Now, the problem is that I want to set a boot class path for this custom launcher. The custom launcher does not support the -Xbootclasspath command line parameter, like the default java.exe does.

Is there any way for me to set the boot class path now for this java runtime environment?

Thanks in advance.

Some things to keep in mind:

  1. I do not have the source of this application
  2. This is meant for self and personal debugging use only, not for distribution

Update: not getting a lot of replies, so let me rephrase my question. Books like http://my.safaribooksonline.com/0672326388/ch15lev1sec5 tell you to set the -Xbootclasspath, however how does one set such path when the application has it's own JRE launcher directly loading the java libraries without usage of the default java.exe etc. executables?

+1  A: 

If I understand you correctly, the custom launcher is some native code app that starts the JVM to run the Java app; i.e. java.exe etc, ... but different.
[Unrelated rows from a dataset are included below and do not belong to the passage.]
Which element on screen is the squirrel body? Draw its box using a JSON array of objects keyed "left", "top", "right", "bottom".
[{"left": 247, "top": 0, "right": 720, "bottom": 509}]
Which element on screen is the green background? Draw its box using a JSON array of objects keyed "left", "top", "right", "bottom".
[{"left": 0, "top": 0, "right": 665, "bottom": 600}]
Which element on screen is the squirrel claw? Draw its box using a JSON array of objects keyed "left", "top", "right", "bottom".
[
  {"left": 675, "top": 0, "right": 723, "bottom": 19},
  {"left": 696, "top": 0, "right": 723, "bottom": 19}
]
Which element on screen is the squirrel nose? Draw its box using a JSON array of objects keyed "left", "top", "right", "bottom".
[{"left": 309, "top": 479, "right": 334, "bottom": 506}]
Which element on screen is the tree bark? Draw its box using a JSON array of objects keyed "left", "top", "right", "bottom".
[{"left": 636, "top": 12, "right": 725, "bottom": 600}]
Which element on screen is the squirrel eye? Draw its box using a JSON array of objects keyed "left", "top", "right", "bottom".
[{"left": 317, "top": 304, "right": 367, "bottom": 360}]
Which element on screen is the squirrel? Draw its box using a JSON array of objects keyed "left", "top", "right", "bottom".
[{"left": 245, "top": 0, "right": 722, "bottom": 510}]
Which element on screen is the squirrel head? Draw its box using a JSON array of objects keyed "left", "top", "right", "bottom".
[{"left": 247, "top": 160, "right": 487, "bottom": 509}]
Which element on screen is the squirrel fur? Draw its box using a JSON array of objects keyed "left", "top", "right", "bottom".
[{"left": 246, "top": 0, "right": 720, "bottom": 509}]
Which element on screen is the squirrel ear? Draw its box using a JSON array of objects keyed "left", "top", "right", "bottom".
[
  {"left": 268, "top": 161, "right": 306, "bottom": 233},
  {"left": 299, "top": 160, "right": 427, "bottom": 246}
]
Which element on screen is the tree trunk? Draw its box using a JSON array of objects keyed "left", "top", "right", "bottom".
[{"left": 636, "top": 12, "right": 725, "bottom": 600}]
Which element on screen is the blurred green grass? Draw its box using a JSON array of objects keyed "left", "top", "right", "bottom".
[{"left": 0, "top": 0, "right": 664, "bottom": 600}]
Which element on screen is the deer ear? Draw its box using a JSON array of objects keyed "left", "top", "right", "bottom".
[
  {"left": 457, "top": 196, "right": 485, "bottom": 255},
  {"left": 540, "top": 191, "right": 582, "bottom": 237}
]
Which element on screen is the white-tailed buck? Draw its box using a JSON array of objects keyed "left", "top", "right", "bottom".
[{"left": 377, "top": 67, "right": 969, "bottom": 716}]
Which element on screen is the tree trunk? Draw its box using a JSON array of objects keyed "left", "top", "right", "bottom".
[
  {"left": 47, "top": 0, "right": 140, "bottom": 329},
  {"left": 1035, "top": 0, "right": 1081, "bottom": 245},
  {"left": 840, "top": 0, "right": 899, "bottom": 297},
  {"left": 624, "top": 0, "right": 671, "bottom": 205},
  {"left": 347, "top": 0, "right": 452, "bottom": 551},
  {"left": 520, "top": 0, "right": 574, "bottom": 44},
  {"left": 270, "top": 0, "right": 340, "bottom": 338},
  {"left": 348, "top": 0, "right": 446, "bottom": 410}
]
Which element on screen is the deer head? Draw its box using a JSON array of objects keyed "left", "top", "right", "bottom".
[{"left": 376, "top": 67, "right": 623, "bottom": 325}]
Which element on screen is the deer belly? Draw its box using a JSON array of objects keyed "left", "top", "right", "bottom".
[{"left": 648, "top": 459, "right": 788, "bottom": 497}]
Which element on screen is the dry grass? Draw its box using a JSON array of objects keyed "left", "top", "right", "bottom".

A couple of things that might work are:

  • adding your JAR to the Java installation's "endorsed" directory, or

  • inserting your stuff inside the installation's "rt.jar" file, or some other standard JAR.

But in both cases, you could be changing the behavior of the Java installation for every application (and person) that uses it.

Stephen C
About right, just that it doesn't start java.exe but I think it does what java.exe does, aka starting up the virtual machine. Unfortunately the rt.jar file is signed (checksum probably) and any change to it will cause the program to not load up the java runtime environment. Unfortunately it doesn't seem like the application looks in the "endorsed" folder for boot classes by default either. Am I out of options now?
Tom
"Am I out of options now?" I think so. You may already be skating on thin ice *vis-a-vis* reverse engineering.
Stephen C
Seems weird to me how I don't have control over my own java runtime environment. I probably have to manipulate the custom launcher now to avoid checksum validation of the rt.jar archive, shame I have no experience in this field.
Tom
"Seems weird to me how I don't have control over my own java runtime environment." - The application has taken control / removed your choices by using a custom launcher. (This is analogous to a binary C++ app that has been linked against particular versions of runtime libraries. You ability to "tweak" has been greatly reduced.)